El triunfo de legitimidad que obtuvo López Obrador, puso, a su vez en entredicho la fórmula democrática por muchas voces propuestas como  “la segunda vuelta” en elecciones presidenciales, reconstruyéndose la estructura de civilidad que nos conduce, en las que los partidos que nos han gobernado, incluyendo al PRD, sufrieron un severo castigo que los ha dejado fuera de toda representatividad.

La partidocracia mexicana, sostén del proceso democrático nacional, se convirtió en un receptáculo donde fluyen grandes cantidades de dinero público, poco significativas de resaltar para fortalecer el cauce de libertad de la nación.

Apreciando la ciudadanía que las prerrogativas dirigidas hacía los partidos se han utilizado  para empoderar, generar una zona de confort y hasta enriquecer a un puñado de líderes que olvidaron las propuestas visionarias de la política pública y su representatividad, pagando con su omisión e ineficiencia el despreció del electorado.

Convirtiéndose en agrupaciones sin opciones, sin salida, sin relevo generacional, distantes de la representatividad que ostentaron, con un descrédito difícil de sacudirse, traduciéndose todos estos calificativos en decadencia, orientados hacia un camino de extinción ante la efervescencia de Morena que pudiera convertirse en un partido hegemónico.

 

PAN, PRD Y PRI

Sin narrativa de futuro, sin propuestas atractivas que atraigan militantes y seguidores, fracturados, sin credibilidad ante un electorado desencantado, con dirigentes débiles, desdibujados, ante la pérdida de figuras históricas o carismáticas que pudieran aglutinar un protagonismo que se traduzca en contrapeso y representatividad que eviten tiempos de decadencia, la tríada política de los partidos más longevos ya no son mapa para un electorado desencantado, exigente y politizado que hoy en día elige y exige a sus gobernantes.

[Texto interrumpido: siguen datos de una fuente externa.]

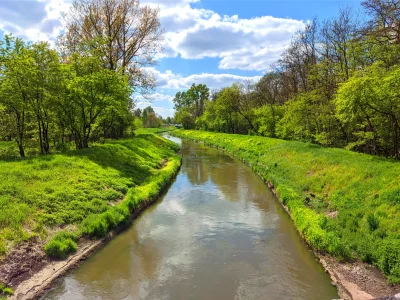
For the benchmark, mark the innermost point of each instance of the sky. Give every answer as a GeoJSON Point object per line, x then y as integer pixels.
{"type": "Point", "coordinates": [212, 42]}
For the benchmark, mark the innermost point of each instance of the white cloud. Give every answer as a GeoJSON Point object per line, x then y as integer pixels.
{"type": "Point", "coordinates": [32, 20]}
{"type": "Point", "coordinates": [169, 80]}
{"type": "Point", "coordinates": [247, 44]}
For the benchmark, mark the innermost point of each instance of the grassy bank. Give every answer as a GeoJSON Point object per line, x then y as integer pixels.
{"type": "Point", "coordinates": [61, 197]}
{"type": "Point", "coordinates": [344, 203]}
{"type": "Point", "coordinates": [154, 130]}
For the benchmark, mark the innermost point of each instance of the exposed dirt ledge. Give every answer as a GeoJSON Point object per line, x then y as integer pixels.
{"type": "Point", "coordinates": [354, 280]}
{"type": "Point", "coordinates": [35, 278]}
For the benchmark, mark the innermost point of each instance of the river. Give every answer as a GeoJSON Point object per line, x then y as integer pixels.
{"type": "Point", "coordinates": [217, 233]}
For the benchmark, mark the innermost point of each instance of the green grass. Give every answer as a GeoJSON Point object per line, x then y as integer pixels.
{"type": "Point", "coordinates": [344, 203]}
{"type": "Point", "coordinates": [84, 193]}
{"type": "Point", "coordinates": [154, 130]}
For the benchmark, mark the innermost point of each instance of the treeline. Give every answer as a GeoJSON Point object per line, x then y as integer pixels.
{"type": "Point", "coordinates": [82, 90]}
{"type": "Point", "coordinates": [337, 84]}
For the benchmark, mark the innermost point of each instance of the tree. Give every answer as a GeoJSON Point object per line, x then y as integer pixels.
{"type": "Point", "coordinates": [13, 92]}
{"type": "Point", "coordinates": [92, 90]}
{"type": "Point", "coordinates": [131, 33]}
{"type": "Point", "coordinates": [192, 103]}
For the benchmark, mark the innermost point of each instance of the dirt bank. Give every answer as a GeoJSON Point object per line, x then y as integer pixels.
{"type": "Point", "coordinates": [30, 273]}
{"type": "Point", "coordinates": [354, 280]}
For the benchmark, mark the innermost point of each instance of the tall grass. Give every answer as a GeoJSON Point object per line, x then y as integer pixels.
{"type": "Point", "coordinates": [344, 203]}
{"type": "Point", "coordinates": [92, 189]}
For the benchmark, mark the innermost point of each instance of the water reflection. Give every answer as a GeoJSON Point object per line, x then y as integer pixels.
{"type": "Point", "coordinates": [217, 234]}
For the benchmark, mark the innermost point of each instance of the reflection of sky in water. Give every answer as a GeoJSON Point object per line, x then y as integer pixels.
{"type": "Point", "coordinates": [217, 234]}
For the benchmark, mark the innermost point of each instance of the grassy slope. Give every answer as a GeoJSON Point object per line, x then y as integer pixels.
{"type": "Point", "coordinates": [81, 191]}
{"type": "Point", "coordinates": [344, 203]}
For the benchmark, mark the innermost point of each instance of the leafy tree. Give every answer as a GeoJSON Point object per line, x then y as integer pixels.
{"type": "Point", "coordinates": [92, 91]}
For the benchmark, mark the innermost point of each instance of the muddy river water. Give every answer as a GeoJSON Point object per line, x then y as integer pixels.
{"type": "Point", "coordinates": [217, 233]}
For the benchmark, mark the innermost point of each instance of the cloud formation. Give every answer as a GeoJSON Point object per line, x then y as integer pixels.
{"type": "Point", "coordinates": [32, 20]}
{"type": "Point", "coordinates": [246, 44]}
{"type": "Point", "coordinates": [169, 80]}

De aprobarse el recorte del financiamiento público, con todas sus deudas contraídas y sus plantillas burocráticas injustificadas, PRD, es el principal partido que peligra en su vigencia.

Los partidos dejaron de ser organizaciones necesarias porque sus dirigentes sin oficio y convicción, de casualidad y convivencia, desterraron a su militancia y defraudaron a sus representantes, aunque la democracia con su sistema pluripartidista los siga reclamando.